宅建業免許を新規に申請する際、専任の宅地建物取引士には専任性(常勤性と専従性)が求められます。そのため、以下のような人は原則、専任の宅地建物取引士にはなることができません。
- 他の法人の代表取締役や常勤役員
- 他の職業の会社員
- 公務員
- 営業時間中に常時勤務できない者
- アルバイト
- 自宅が通勤に適さないような場所にある者
- 兼業業務に従事する者
- 複数の事務所を行き来し、両事務所で業務を行う者
(この点について、詳しくは専任の宅地建物取引士とはをご参照ください)
他社の役員を兼ねる場合
宅建業免許申請の際、専任の宅地建物取引士とする予定の人物が、上記のうち一番最初に挙げた「他の法人の代表取締役や常勤役員」に該当するということは、往々にして生じます。このような場合、以下のように切り分けて考えます。
他社の代表取締役であるとき
専任の宅地建物取引士が他社の代表取締役であるときは、その人を専任の宅地建物取引士として申請しようとしても、東京都においては専任性を認めてもらえないため受理されません。従って、他社の代表取締役から抜く(他社側で代表取締役退任の登記などを行う)手続きが前提となります。

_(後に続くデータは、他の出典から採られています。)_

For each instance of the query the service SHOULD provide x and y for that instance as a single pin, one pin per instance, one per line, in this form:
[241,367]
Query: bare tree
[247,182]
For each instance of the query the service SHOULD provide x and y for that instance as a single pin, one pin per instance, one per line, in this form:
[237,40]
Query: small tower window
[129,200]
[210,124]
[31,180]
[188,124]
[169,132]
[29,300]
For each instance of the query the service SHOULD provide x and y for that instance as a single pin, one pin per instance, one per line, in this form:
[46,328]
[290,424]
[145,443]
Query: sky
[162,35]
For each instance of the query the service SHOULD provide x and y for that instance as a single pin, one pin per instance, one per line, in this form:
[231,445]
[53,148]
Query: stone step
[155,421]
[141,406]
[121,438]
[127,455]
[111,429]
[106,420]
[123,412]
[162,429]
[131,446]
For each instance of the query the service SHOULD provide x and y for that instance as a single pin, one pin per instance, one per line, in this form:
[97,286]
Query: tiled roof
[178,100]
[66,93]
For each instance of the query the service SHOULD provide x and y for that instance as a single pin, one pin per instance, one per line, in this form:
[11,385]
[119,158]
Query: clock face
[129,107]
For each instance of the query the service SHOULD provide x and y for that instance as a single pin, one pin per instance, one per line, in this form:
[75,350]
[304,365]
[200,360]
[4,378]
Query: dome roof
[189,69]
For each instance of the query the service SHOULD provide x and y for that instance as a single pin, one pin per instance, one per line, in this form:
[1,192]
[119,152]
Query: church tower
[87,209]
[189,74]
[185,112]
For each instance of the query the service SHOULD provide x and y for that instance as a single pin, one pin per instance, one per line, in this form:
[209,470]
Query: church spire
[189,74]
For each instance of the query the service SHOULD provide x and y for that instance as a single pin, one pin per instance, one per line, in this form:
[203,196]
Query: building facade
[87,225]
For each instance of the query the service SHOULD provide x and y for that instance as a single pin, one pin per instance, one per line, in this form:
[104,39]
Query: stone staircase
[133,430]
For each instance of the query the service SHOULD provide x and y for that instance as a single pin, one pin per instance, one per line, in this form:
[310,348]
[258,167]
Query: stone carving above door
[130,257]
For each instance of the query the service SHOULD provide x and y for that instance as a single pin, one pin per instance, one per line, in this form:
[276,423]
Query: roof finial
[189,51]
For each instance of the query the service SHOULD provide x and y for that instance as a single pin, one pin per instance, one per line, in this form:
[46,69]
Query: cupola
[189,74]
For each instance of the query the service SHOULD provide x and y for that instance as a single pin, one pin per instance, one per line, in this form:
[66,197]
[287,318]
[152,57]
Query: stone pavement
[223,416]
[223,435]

あるいは、県によっては別の代表取締役との共同代表にして非常勤代表取締役とする方法もあります。ただし、この方法は認める県と認めない県がありますので、予め行政庁に確認してください。(東京都では、この形式の非常勤代表取締役を専任の宅地建物取引士にすることは認めない運用がなされています)
会社が形式上存在しているが、実態は機能していないとき
この点、既に会社は存在しているだけで機能していないため、専任の宅地建物取引士として認めてもらえないか、というご質問もよく頂戴します。しかし、仮に他社側が既に機能しておらず、税務署へ休眠会社としての届出などを行なっていたとしても、代表取締役として登記されている限り専任性を認めない、という判断をする行政庁が多いようです。
専任の宅地建物取引士と政令使用人の判断基準は異なる
他社の取締役であるとき
専任の宅地建物取引士となる予定の人が、他社の取締役(代表権のない、いわゆる平取締役)であるときは、その人が非常勤であることを他社から証明してもらうことができれば、専任の宅地建物取引士として申請することも可能です。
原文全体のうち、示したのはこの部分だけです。